Before construction work can start, however, the project will have to work out an agreement regarding its boundaries with the nearby Raponda Walker Arboreum, to avoid a potential conflict with the National Parks Agency. As of July 2013, no new developments had been announced.

A different type of social housing project, undertaken recently as an alternative and temporary solution to help address the deficit, is the construction of pre-fabricated houses in Angondjé by Turkey-based firm Dorce Prefabricated Buildings & Construction Industry Trade. The company is building 598 houses, which will have an overall capacity for 2000 people. Construction should be completed in 2013 and thus contribute to the achievement of the revised target of 1000 houses delivered during the year.

FINANCING: Three actors share the government budget for housing projects: the Ministry of Housing, the ANGT and Société Immobilière (SNI), a company established in 1976 by the government to develop and oversee housing projects nationwide. The SNI has a capital of CFA1.2bn (€1.8m), to which the largest contributors are the state (70%) and the BGD (20%). Banks and other credit institutions also support the sector, providing financing to both real estate developers and buyers. Banque de l’Habitat Gabonais (BHG), for one, was established in 1960 as a subsidiary of BGD, to stimulate investment in the sector by providing real estate lines of credit. The BHG offers low interest rates for a period up to 20 years, for the purpose of financing the acquisition of land and housing, in addition to the construction and rehabilitation of existing houses. BHG has a capital of CFA6.05bn (€3.8m), 58% of which is owned by BGD.

In 2011, the government created an additional institution to provide financial support for the development of the housing sector and in particular for social housing projects. While it is placed under the supervision of the Ministry of Housing, the Guarantee Fund for Housing is administratively and financially autonomous and is in charge of managing and allocating resources for social housing projects across the country to tackle the existing deficit.

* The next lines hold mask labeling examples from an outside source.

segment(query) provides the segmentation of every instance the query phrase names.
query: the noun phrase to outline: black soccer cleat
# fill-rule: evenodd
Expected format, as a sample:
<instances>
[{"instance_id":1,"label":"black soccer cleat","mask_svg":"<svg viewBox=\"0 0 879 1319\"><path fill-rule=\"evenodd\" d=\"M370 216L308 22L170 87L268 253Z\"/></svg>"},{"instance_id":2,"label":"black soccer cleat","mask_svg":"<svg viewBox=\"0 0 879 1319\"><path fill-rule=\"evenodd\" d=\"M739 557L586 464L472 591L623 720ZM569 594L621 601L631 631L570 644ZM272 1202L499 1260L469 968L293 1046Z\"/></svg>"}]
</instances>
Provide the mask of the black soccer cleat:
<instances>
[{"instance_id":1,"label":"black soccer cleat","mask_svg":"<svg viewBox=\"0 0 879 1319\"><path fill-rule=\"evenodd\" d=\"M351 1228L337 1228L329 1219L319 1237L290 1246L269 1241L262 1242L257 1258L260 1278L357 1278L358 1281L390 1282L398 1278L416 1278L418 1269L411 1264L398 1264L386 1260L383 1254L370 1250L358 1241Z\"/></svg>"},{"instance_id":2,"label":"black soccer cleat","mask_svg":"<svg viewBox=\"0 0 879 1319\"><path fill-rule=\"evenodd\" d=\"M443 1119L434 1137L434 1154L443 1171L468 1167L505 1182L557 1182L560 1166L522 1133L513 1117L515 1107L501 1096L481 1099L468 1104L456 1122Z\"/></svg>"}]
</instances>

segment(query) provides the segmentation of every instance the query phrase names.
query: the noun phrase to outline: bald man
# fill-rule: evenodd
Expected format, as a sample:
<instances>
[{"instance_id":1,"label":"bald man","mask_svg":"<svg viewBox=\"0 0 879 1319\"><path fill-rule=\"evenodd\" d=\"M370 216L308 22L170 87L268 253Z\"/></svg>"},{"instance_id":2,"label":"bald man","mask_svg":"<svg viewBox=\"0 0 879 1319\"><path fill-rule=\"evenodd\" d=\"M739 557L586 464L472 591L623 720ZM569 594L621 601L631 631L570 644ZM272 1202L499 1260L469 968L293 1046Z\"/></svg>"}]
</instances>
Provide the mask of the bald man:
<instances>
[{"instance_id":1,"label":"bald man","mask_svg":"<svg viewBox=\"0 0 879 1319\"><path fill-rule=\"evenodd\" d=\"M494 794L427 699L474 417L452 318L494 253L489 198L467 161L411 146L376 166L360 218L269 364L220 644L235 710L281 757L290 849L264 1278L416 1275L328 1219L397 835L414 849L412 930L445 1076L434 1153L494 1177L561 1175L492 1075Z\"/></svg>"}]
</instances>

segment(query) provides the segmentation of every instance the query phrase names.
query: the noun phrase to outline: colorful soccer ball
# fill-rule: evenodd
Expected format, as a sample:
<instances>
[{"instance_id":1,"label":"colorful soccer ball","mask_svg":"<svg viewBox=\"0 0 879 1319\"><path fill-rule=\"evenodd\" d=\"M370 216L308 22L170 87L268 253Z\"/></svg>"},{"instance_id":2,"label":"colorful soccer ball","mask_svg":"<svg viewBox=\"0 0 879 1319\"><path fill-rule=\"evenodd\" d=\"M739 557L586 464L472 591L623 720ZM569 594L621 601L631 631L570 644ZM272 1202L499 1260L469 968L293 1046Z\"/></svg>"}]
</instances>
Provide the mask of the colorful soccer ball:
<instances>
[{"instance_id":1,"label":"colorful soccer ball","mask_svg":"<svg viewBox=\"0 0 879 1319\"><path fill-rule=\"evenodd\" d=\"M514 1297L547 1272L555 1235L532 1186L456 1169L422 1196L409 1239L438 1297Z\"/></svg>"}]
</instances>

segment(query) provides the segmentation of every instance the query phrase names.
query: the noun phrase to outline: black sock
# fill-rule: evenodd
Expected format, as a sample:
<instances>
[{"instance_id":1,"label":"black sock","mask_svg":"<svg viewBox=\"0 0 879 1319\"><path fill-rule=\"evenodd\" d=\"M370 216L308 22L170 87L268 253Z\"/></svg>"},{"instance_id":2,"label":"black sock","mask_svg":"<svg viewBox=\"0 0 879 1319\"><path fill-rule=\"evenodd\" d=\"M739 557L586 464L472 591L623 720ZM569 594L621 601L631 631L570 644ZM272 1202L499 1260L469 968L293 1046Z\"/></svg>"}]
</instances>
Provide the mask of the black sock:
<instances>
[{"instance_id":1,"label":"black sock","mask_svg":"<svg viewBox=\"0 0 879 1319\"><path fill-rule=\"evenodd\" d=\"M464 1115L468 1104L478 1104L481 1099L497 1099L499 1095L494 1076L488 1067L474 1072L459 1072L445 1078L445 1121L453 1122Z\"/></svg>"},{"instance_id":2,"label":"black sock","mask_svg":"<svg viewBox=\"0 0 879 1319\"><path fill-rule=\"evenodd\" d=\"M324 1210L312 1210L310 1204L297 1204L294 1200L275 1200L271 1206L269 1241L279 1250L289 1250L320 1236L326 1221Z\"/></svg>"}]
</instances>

Despite the range of options available to support the development of housing and facilitate credit access, it remains difficult for smaller developers and buyers to obtain financing for real estate. “Interest rates remain high. It is difficult to get a loan lasting beyond eight years, and it is impossible to negotiate anything below a rate of 12-15% in Gabon,” Bahsoun told OBG. Even so, the situation seems to be improving, “A few years ago, you would have gotten an interest rate of 17%,” Bahsoun added.

FOREIGN APPEAL: With growing demand for housing and a number of urban development projects planned, including social housing, opportunities for investment in real estate are likely to improve in the foreseeable future for national and international companies, the latter of which have been playing an increasingly important role in large-scale projects. Apart from the aforementioned case of Groupe KCI, the India-based firm RPP Infra Projects is also operating in Gabon, having received CFA163bn (€247m) in domestic and international funding in 2011 secured by the Ministry of Housing to build 10,000 houses across the country between 2012 and 2015.

OUTLOOK: Demand for housing, on both the low and high ends of the market, is likely to continue providing opportunities for investment for local and international companies, although the implementation of ensuing projects could still face obstacles as plans for urban regeneration and expansion confront sporadic and informal urban development on the ground.

Notwithstanding these obstacles, a push from the government to renovate major urban centres and meet pressing social housing objectives could have a positive effect on the real estate market over the medium to long term. Additionally, government reforms to streamline bureaucracy and overcome such key challenges as obtaining a land title will eventually benefit all actors and create an increasingly attractive environment for investment.

While urban regeneration initiatives could give a new look to the city and improve overall quality of life, providing new working, leisure and commercial space, they may nonetheless take some time to reach completion and exert an impact on the real estate market.